Insecticide-treated bednets had an immediate effect on dengue vector populations after their introduction, and over the next 5-12 months, the presence of ITNs may have continued to affect vector populations and dengue transmission.
经杀虫剂处理的蚊帐(ITNs)在预防夜间传播的病媒传播疾病方面有效,但它们对日间活动的登革热媒介的影响从未被研究过。我们调查了经杀虫剂处理的蚊帐在减少埃及伊蚊种群和登革热传播方面的效果。
2003年7月至2004年7月在海地的莱奥甘进行了一项整群随机试验。研究区域(1017所房屋)被分为18个区(群组):9个区接受经杀虫剂处理的蚊帐(Olyset®长效杀虫蚊帐),9个区为未处理的对照区。在基线以及干预后1个月和5个月进行了昆虫学调查[测量布雷托指数(BI)、房屋指数(HI)、容器指数(CI)和每人蛹指数(PPI)以及产卵活动]。所有房屋都进行了地理定位以便进行空间分析。对照区在6个月时接受经杀虫剂处理的蚊帐,并在基线后12个月进行了最终的昆虫学和态度调查。在基线和12个月后测量了抗登革热IgM血清阳性率。经杀虫剂处理的蚊帐的效果通过世卫组织锥形生物测定法进行评估。
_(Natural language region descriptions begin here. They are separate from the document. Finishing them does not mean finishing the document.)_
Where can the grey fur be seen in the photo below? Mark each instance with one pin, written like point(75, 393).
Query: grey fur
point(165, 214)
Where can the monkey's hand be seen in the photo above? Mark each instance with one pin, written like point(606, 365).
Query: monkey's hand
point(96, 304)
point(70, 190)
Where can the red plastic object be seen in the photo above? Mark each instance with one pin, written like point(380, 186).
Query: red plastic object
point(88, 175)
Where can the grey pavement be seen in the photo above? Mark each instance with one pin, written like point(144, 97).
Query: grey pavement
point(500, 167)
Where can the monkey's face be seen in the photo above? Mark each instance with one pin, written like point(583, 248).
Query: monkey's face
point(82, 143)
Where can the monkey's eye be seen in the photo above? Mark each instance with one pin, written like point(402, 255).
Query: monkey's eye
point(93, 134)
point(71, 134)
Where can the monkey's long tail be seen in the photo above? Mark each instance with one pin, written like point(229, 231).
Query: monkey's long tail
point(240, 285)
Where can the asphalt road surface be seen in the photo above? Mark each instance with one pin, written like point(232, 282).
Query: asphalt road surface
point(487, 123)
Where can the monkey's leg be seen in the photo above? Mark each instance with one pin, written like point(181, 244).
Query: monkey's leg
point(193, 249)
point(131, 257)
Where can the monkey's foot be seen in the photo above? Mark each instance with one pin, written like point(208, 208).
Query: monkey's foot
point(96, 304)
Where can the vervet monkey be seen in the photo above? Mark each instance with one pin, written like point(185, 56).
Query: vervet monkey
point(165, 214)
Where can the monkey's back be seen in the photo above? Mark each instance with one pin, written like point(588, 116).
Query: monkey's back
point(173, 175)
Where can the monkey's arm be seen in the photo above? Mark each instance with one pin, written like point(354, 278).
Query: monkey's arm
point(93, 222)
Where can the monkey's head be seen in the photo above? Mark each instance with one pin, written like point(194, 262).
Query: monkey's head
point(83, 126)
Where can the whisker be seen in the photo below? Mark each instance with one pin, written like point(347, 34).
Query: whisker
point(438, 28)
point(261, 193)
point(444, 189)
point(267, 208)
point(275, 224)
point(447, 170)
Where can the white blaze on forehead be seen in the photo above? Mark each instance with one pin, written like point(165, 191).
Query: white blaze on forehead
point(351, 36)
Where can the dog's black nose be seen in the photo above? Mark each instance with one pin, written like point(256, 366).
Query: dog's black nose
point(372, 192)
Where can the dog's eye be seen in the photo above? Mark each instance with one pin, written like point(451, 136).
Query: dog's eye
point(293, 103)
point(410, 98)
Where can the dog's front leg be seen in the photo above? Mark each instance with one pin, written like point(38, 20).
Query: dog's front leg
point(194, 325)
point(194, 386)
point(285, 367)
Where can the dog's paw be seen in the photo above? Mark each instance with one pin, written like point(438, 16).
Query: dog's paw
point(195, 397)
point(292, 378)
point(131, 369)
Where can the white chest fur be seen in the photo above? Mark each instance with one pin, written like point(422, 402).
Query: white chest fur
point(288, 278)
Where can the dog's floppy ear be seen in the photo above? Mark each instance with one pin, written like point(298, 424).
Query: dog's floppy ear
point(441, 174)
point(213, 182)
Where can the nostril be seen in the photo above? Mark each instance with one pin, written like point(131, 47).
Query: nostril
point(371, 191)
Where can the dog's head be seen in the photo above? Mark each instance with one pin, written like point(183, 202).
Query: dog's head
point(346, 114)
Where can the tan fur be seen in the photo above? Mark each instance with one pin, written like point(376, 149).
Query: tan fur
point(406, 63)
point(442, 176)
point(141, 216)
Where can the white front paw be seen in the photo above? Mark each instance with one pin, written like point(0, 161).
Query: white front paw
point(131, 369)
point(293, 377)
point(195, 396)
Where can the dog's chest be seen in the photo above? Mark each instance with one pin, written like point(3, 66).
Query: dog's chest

干预后1个月,所有区的昆虫学指数均下降,蚊帐区的HI和BI分别降低了6.7(95%可信区间 -10.6,-2.7;P<0.01)和8.4(95%可信区间 -14.1,-2.6;P<0.01)。此外,在1个月时,对照区的诱蚊产卵器阳性的可能性显著高于蚊帐区(P<0.01)。到5个月时,所有指数仍保持在低水平,对照区的HI、CI和BI也显著低于基线水平。奇怪的是,在5个月时,对照区的HI、CI和BI低于蚊帐区。在初始基线研究12个月后(给所有家庭发放蚊帐5个月后)的最终调查表明,所有指数均显著低于基线水平(P<0.001)。在1个月时,位于距有蚊帐房屋50米内区域的对照房屋的CI(Z = -2.67,P = 0.008)和PPI(Z = -2.19,P = 0.028)显著更低,到5个月时这种影响扩展到了100米(分别为Z = -2.03,P = 0.042和Z = -2.37,P = 0.018),这表明蚊帐有溢出效应。一项IgM血清学调查显示,从基线到12个月后,IgM阳性个体数量减少了15.3%(95%可信区间5.0 - 25.5%,P<0.01)。
经杀虫剂处理的蚊帐在引入后对登革热媒介种群有立即影响,并且在接下来的5至12个月里,经杀虫剂处理的蚊帐的存在可能持续影响媒介种群和登革热传播。